A patente da semaglutida, princípio ativo de medicamentos como Ozempic, Wegovy e Rybelsus, chega ao fim nesta semana no Brasil. Com o término da exclusividade, outras empresas poderão produzir e comercializar versões genéricas ou similares do medicamento, desde que recebam autorização da Agência Nacional de Vigilância Sanitária.
Atualmente, esses medicamentos são fabricados pela farmacêutica Novo Nordisk e são utilizados principalmente no tratamento de diabetes tipo 2 e obesidade. A legislação brasileira permite que medicamentos inovadores tenham proteção de patente por até 20 anos, período em que apenas a empresa responsável pelo desenvolvimento pode comercializar o produto.

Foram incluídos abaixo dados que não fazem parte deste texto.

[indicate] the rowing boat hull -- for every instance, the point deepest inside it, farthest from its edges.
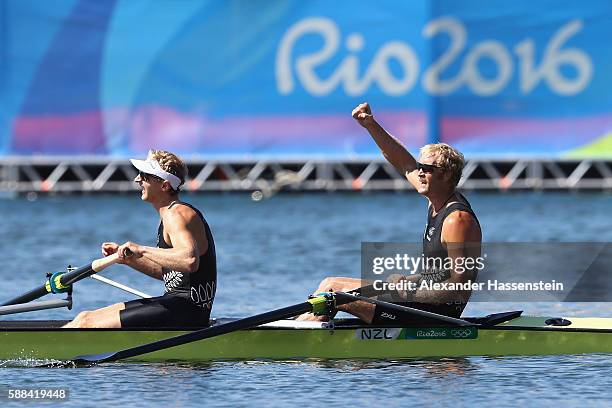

Com o fim da patente, especialistas esperam aumento da concorrência no mercado e possível redução dos preços. Pela legislação, os medicamentos genéricos precisam ser ao menos 35% mais baratos que o remédio de referência, embora estudos indiquem que, na prática, a redução pode chegar a cerca de 59%.
A queda nos preços também pode ampliar o debate sobre a oferta desses medicamentos pelo Sistema Único de Saúde. O Ministério da Saúde informou que solicitou prioridade na análise de registros de medicamentos com semaglutida e liraglutida, usados no tratamento da obesidade e do diabetes tipo 2.